Reliability Features¶
Retry, backoff, timeouts, concurrency, and audit durability.
1. HTTP Retry with Exponential Backoff¶
File: runtime/openapi_invoker.py
When an OpenAPI binding receives a transient HTTP error, the invoker retries automatically.
Transient status codes¶
429 Too Many Requests
502 Bad Gateway
503 Service Unavailable
504 Gateway Timeout
Default parameters¶
| Parameter | Default | Override |
|---|---|---|
| Max retries | 3 | Binding YAML retry_count or service descriptor retry_count |
| Backoff base | 1.0 s | Binding YAML retry_backoff_base |
| Backoff factor | 2.0 | Binding YAML retry_backoff_factor |
| Retry-After cap | 60 s | Hardcoded (_MAX_RETRY_AFTER_SECONDS) |
Backoff schedule (defaults)¶
| Attempt | Delay |
|---|---|
| 1st retry | 1 s |
| 2nd retry | 2 s |
| 3rd retry | 4 s |
Retry-After header¶
If the server responds with a Retry-After header, the invoker honors it
(capped at 60 s).
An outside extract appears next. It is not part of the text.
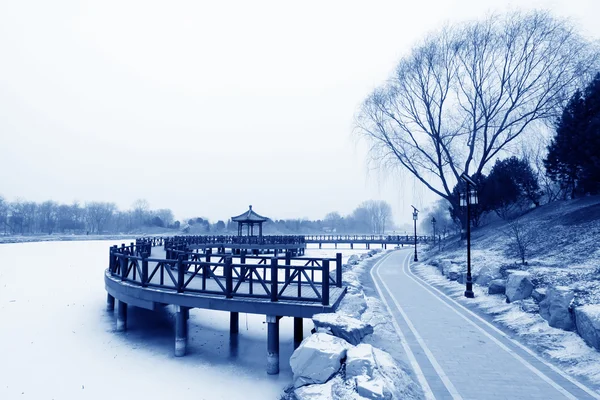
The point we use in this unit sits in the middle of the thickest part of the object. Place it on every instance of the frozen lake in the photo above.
(58, 342)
If the header is absent or unparseable, exponential backoff
is used.
Per-binding override¶
# In a binding YAML
metadata:
retry_count: 5
retry_backoff_base: 0.5
retry_backoff_factor: 3.0
2. Per-Step Timeout¶
File: runtime/execution_engine.py
Each skill step runs in a ThreadPoolExecutor(max_workers=1) with a timeout.
If the step exceeds the timeout, StepTimeoutError is raised and the skill
execution is aborted.
Timeout resolution order¶
step.config.timeout_seconds(per-step in skill YAML)context.options.step_timeout_seconds(per-invocation option)_DEFAULT_STEP_TIMEOUT_SECONDS= 60 s
Configuration in skill YAML¶
steps:
- id: slow_step
capability: web.page.fetch
config:
timeout_seconds: 120 # override to 2 minutes
Configuration at invocation time¶
engine.execute(request, options={"step_timeout_seconds": 30})
3. Worker Pool Sizing¶
File: runtime/scheduler.py
The DAG scheduler runs steps using a thread pool. Pool size is configurable via environment variable:
| Env var | Default | Purpose |
|---|---|---|
AGENT_SKILLS_MAX_WORKERS |
min(32, os.cpu_count() + 4) |
Max concurrent step threads |
export AGENT_SKILLS_MAX_WORKERS=8
Steps that fail raise a structured StepResult with error details instead of
crashing the entire skill execution.
4. Audit Durability¶
File: runtime/audit.py
File locking¶
All audit writes acquire an exclusive advisory lock:
- Windows:
msvcrt.locking(f.fileno(), msvcrt.LK_LOCK, 1) - Linux/macOS:
fcntl.flock(f.fileno(), fcntl.LOCK_EX)
This prevents corruption from concurrent write access (e.g., multiple CLI invocations or the HTTP server processing parallel requests).
Atomic purge¶
The purge() operation uses a safe read-filter-replace cycle:
- Lock the audit file.
- Read all lines, filter out matching records.
- Write kept records to a temp file (
tempfile.mkstemp). os.replace(tmp_path, audit_file)— atomic on most OS/filesystem combos.- Clean up temp file on failure.
- Unlock.
5. Graceful Degradation¶
- Python baselines: Every capability has a local Python fallback that works without network access. Quality is degraded but execution proceeds.
- Binding fallback: OpenAI bindings declare
fallback_binding_idpointing to the Python baseline; the runtime can fall through on API failure. - Audit modes:
off | standard | full— operators can disable audit overhead entirely for latency-critical deployments.